Not to get confused with the NSString sizeWithFont method that returns a CGSize, what I'm looking for is a method that returns an NSString constrained to a certain CGSize. The reason I want to do this is so that when drawing text with Core Text, I can get append an ellipses (...) to the end of the string. I know NSString's drawInRect method does this for me, but I'm using Core Text, and kCTLineBreakByTruncatingTail truncates the end of each line rather than the end of the string.
There's this method that I found that truncates a string to a certain width, and it's not that hard to change it to make it work for a CGSize, but the algorithm is unbelievably slow for long strings, and is practically unusable. (It took over 10 seconds to truncate a long string). There has to be a more "computer science"/mathematical algorithm way to do this faster. Anyone daring enough to try to come up with a faster implementation?
Edit: I've managed to make this in to a binary algorithm:
-(NSString*)getStringByTruncatingToSize:(CGSize)size string:(NSString*)string withFont:(UIFont*)font
{
int min = 0, max = string.length, mid;
while (min < max) {
mid = (min+max)/2;
NSString *currentString = [string substringWithRange:NSMakeRange(min, mid - min)];
CGSize currentSize = [currentString sizeWithFont:font constrainedToSize:CGSizeMake(size.width, MAXFLOAT)];
if (currentSize.height < size.height){
min = mid + 1;
} else if (currentSize.height > size.height) {
max = mid - 1;
} else {
break;
}
}
NSMutableString *finalString = [[string substringWithRange:NSMakeRange(0, min)] mutableCopy];
if(finalString.length < self.length)
[finalString replaceCharactersInRange:NSMakeRange(finalString.length - 3, 3) withString:#"..."];
return finalString;
}
The problem is that this sometimes cuts the string too short when it has room to spare. I think this is where that last condition comes in to play. How do I make sure it doesn't cut off too much?
Good news! There is a "computer science/mathematical way" to do this faster.
The example you link to does a linear search: it just chops one character at a time from the end of the string until it's short enough. So, the amount of time it takes will scale linearly with the length of the string, and with long strings it will be really slow, as you've discovered.
However, you can easily apply a binary search technique to the string.
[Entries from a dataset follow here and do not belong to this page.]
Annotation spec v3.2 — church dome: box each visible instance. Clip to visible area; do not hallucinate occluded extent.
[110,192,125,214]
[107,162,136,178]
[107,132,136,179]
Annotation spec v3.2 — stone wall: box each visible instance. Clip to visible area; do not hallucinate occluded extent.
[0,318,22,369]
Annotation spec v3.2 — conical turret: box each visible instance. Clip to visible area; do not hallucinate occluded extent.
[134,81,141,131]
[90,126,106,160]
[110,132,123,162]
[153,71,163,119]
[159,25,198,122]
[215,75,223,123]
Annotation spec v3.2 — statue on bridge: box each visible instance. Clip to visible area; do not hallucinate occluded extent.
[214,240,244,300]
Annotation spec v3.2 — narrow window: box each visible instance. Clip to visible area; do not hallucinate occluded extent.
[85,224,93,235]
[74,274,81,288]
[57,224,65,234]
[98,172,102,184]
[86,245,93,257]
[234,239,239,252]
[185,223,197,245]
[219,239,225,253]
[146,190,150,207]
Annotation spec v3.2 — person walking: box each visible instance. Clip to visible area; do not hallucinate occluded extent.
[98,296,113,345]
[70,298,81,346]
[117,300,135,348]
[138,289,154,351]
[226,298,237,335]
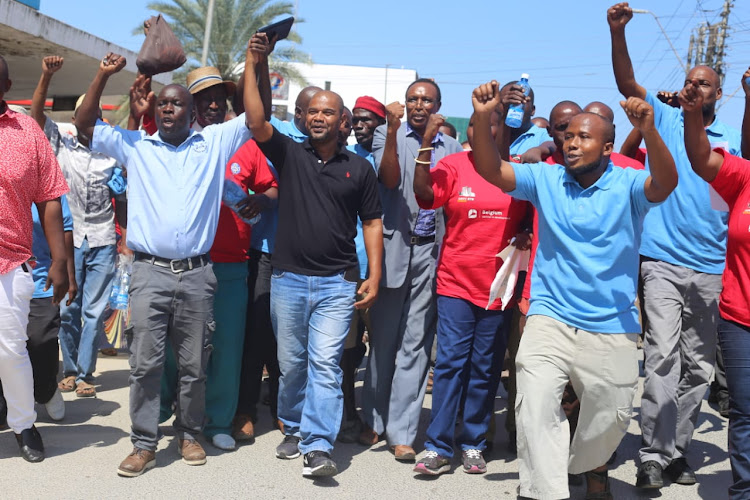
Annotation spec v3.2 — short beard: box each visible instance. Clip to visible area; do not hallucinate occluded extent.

Instead of starting at the end and dropping off one character at a time, you start in the middle:
THIS IS THE STRING THAT YOU WANT TO TRUNCATE
^
You compute the width of "THIS IS THE STRING THAT". If it is too wide, you move your test point to the midpoint of the space on the left. Like this:
THIS IS THE STRING THAT YOU WANT TO TRUNCATE
^ |
On the other hand, if it isn't wide enough, you move the test point to the midpoint of the other half:
THIS IS THE STRING THAT YOU WANT TO TRUNCATE
| ^
You repeat this until you find the point that is just under your width limit. Because you're dividing your search area in half each time, you'll never need to compute the width more than log2 N times (where N is the length of the string) which doesn't grow very fast, even for very long strings.
To put it another way, if you double the length of your input string, that's only one additional width computation.
Starting with Wikipedia's binary search sample, here's an example. Note that since we're not looking for an exact match (you want largest that will fit) the logic is slightly different.
int binary_search(NSString *A, float max_width, int imin, int imax)
{
// continue searching while [imin,imax] is not empty
while (imax >= imin)
{
/* calculate the midpoint for roughly equal partition */
int imid = (imin + imax) / 2;
// determine which subarray to search
float width = ComputeWidthOfString([A substringToIndex:imid]);
if (width < max_width)
// change min index to search upper subarray
imin = imid + 1;
else if (width > max_width )
// change max index to search lower subarray
imax = imid - 1;
else
// exact match found at index imid
return imid;
}
// Normally, this is the "not found" case, but we're just looking for
// the best fit, so we return something here.
return imin;
}
You need to do some math or testing to figure out what's the right index at the bottom, but it's definitely imin or imax, plus or minus one.